EQR does not have any indebtedness as all debt is incurred by the Operating Partnership. EQR guarantees the Operating Partnership’s $500.0 million unsecured senior term loan and also guarantees the Operating Partnership’s revolving credit facility up to the maximum amount and for the full term of the facility.

Mortgage Notes Payable

As of September 30, 2011, the Company had outstanding mortgage debt of approximately $4.1 billion.

During the nine months ended September 30, 2011, the Company:

 

   

Repaid $871.5 million of mortgage loans;

 

   

Obtained $152.9 million of new mortgage loan proceeds; and

 

   

Assumed $99.1 million of mortgage debt on three acquired properties.

The Company recorded approximately $4.1 million of write-offs of unamortized deferred financing costs during the nine months ended September 30, 2011 as additional interest expense related to debt extinguishment of mortgages.

As of September 30, 2011, the Company had $411.2 million of secured debt subject to third party credit enhancement.

As of September 30, 2011, scheduled maturities for the Company’s outstanding mortgage indebtedness were at various dates through September 1, 2048. At September 30, 2011, the interest rate range on the Company’s mortgage debt was 0.14% to 11.25%. During the nine months ended September 30, 2011, the weighted average interest rate on the Company’s mortgage debt was 4.83%.

Notes

As of September 30, 2011, the Company had outstanding unsecured notes of approximately $4.6 billion.

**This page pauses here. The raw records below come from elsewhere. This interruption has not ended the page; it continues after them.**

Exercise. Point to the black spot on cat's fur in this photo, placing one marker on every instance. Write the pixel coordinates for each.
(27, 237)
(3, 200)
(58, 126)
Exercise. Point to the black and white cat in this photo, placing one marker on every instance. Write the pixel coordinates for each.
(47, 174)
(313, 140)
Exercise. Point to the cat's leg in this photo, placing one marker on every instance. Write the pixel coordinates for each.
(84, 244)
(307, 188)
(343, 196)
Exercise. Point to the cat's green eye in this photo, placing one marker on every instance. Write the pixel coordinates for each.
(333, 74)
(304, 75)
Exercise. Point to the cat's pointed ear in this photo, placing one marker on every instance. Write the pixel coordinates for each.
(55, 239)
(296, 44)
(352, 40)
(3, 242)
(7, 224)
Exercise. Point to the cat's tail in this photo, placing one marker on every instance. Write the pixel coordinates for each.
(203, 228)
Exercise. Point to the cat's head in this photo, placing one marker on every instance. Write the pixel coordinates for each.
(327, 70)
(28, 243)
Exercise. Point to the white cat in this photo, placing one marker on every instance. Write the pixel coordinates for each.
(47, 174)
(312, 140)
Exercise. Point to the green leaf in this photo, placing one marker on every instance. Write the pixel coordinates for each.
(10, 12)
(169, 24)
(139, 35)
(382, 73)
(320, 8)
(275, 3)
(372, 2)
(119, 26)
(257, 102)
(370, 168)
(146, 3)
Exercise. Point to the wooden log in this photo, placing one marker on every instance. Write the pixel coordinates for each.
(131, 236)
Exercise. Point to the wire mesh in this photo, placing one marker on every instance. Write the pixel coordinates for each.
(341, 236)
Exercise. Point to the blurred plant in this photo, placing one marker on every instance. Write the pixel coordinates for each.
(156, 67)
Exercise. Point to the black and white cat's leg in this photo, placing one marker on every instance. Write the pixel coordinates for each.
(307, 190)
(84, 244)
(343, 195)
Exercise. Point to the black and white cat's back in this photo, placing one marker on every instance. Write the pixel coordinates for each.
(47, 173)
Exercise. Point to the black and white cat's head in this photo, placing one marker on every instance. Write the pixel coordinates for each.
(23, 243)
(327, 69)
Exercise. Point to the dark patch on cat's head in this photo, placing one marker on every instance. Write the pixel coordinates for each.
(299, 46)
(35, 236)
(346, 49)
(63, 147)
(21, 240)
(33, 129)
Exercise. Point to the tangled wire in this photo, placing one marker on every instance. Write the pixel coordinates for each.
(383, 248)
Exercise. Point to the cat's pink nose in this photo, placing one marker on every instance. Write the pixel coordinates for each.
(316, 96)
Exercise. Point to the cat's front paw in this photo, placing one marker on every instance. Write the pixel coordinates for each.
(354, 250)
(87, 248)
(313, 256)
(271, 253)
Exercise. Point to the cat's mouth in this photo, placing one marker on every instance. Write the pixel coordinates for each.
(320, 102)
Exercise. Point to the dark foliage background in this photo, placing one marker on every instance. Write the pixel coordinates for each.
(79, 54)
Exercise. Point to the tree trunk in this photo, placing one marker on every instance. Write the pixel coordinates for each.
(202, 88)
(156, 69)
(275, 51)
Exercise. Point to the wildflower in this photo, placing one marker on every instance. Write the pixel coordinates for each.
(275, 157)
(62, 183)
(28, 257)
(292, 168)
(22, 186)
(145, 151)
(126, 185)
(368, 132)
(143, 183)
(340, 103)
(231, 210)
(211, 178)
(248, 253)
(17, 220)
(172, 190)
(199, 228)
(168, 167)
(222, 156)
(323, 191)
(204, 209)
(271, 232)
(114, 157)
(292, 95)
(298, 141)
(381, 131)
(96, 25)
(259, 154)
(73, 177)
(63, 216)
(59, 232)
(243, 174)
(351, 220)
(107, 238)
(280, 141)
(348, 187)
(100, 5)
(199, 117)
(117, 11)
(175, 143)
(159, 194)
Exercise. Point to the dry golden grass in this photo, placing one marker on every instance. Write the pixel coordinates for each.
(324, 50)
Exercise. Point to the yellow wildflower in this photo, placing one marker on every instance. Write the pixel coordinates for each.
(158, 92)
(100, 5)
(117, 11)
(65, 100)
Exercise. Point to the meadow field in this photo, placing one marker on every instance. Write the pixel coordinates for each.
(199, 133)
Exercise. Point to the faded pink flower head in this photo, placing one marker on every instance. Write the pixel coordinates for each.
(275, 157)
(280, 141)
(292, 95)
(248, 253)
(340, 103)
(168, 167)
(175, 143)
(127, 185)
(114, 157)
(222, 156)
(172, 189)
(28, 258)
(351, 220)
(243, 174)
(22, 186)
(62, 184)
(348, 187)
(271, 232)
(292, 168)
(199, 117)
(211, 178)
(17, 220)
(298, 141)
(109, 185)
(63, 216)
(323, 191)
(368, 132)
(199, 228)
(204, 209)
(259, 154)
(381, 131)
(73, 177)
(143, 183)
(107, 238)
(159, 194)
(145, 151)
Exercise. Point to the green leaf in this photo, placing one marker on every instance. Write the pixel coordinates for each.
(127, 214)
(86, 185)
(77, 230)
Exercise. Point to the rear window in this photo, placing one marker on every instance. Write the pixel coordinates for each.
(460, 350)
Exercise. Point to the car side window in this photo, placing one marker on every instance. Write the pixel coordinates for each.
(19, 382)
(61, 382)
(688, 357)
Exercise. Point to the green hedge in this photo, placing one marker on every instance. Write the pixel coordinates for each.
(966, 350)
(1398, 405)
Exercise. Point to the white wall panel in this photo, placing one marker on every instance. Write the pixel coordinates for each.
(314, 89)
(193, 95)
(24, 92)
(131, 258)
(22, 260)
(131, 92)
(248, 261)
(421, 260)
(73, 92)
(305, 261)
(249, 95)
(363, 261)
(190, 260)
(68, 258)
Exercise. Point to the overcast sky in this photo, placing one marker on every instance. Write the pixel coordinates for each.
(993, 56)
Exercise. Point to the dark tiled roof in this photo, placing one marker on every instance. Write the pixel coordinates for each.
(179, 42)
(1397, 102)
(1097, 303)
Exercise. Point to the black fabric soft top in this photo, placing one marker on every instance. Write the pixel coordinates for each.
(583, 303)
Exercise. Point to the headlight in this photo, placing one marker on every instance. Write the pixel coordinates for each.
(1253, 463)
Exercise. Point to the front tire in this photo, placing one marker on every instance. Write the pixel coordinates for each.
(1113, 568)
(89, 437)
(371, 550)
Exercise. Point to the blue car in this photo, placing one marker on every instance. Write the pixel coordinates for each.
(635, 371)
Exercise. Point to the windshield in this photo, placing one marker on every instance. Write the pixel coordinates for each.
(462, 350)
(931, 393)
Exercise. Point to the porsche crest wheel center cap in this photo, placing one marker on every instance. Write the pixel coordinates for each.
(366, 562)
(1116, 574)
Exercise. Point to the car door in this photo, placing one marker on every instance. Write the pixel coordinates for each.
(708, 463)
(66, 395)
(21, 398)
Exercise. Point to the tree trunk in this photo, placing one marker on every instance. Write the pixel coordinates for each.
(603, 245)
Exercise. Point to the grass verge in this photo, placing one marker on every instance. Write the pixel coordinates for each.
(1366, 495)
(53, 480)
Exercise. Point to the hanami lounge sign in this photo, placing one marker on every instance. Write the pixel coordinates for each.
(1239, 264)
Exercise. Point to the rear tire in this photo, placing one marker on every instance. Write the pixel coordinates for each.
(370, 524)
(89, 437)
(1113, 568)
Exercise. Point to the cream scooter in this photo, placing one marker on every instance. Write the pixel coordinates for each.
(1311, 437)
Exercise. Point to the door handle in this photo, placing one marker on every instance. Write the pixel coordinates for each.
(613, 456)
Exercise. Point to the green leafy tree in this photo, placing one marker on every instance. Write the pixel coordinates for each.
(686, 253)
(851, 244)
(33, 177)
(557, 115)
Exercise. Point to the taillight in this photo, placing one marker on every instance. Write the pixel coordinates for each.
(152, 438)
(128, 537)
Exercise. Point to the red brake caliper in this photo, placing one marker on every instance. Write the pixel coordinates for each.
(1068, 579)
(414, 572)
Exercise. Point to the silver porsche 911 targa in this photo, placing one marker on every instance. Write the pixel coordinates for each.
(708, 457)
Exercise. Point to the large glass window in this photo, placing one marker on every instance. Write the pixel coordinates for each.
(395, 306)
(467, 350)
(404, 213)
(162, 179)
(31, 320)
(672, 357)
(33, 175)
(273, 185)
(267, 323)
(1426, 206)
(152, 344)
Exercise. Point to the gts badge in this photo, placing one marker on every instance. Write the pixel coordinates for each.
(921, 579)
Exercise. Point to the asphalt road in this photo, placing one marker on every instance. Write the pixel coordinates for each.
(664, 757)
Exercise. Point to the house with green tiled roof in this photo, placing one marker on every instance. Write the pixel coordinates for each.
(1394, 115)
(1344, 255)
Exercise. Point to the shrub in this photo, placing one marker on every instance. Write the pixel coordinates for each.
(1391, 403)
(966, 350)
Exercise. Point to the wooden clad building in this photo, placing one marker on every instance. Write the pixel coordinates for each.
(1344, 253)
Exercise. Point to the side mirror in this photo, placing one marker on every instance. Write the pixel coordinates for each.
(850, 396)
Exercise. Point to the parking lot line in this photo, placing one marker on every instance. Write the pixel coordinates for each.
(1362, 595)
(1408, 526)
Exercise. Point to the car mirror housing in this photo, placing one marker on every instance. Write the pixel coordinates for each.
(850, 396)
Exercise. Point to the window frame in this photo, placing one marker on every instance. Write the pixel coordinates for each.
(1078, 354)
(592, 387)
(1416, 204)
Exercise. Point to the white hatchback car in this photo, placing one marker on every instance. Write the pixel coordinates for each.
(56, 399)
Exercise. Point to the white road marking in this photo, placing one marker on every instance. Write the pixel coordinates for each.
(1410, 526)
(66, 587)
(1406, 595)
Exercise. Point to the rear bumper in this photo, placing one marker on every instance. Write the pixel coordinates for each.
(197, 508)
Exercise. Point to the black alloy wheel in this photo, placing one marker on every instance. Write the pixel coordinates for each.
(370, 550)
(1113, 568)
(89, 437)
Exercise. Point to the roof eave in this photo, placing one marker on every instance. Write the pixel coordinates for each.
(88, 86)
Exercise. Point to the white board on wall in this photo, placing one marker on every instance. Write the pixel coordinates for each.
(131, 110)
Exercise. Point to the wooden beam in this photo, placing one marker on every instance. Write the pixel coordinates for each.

During the nine months ended September 30, 2011, the Company:

 

   

Repaid $93.1 million of 6.95% unsecured notes at maturity;

 

   

Exercised the second of its two one-year extension options for its $500.0 million term loan facility and as a result, the maturity date is now October 5, 2012; and

 

   

Redeemed $482.5 million of its 3.85% exchangeable unsecured notes with a final maturity of 2026 at par and no premium was paid.

As of September 30, 2011, scheduled maturities for the Company’s outstanding notes were at various dates through 2026. At September 30, 2011, the interest rate range on the Company’s notes was 0.74% to 7.57%. During the nine months ended September 30, 2011, the weighted average interest rate on the Company’s notes was 5.16%.

Lines of Credit

In July 2011, the Company replaced its then existing unsecured revolving credit facility with a new $1.25 billion unsecured revolving credit facility maturing on July 13, 2014, subject to a one-year extension option exercisable by the Company. The Company has the ability to increase available borrowings by an additional $500.0 million by adding additional banks to the facility or obtaining the agreement of existing banks to increase their commitments. The interest rate on advances under the new credit facility will generally be LIBOR plus a spread (currently 1.15%) and the Company pays an annual facility fee of 0.2%. Both the spread and the facility fee are dependent on the credit rating of the Company’s long-term debt. This facility replaced the Company’s existing $1.425 billion facility which was scheduled to mature in February 2012. The Company wrote-off $0.2 million in unamortized deferred financing costs related to the old facility.

As of September 30, 2011, the amount available on the credit facility was $1.14 billion (net of $85.9 million which was restricted/dedicated to support letters of credit and net of $26.0 million outstanding). During the nine months ended September 30, 2011, the weighted average interest rate was 1.32%.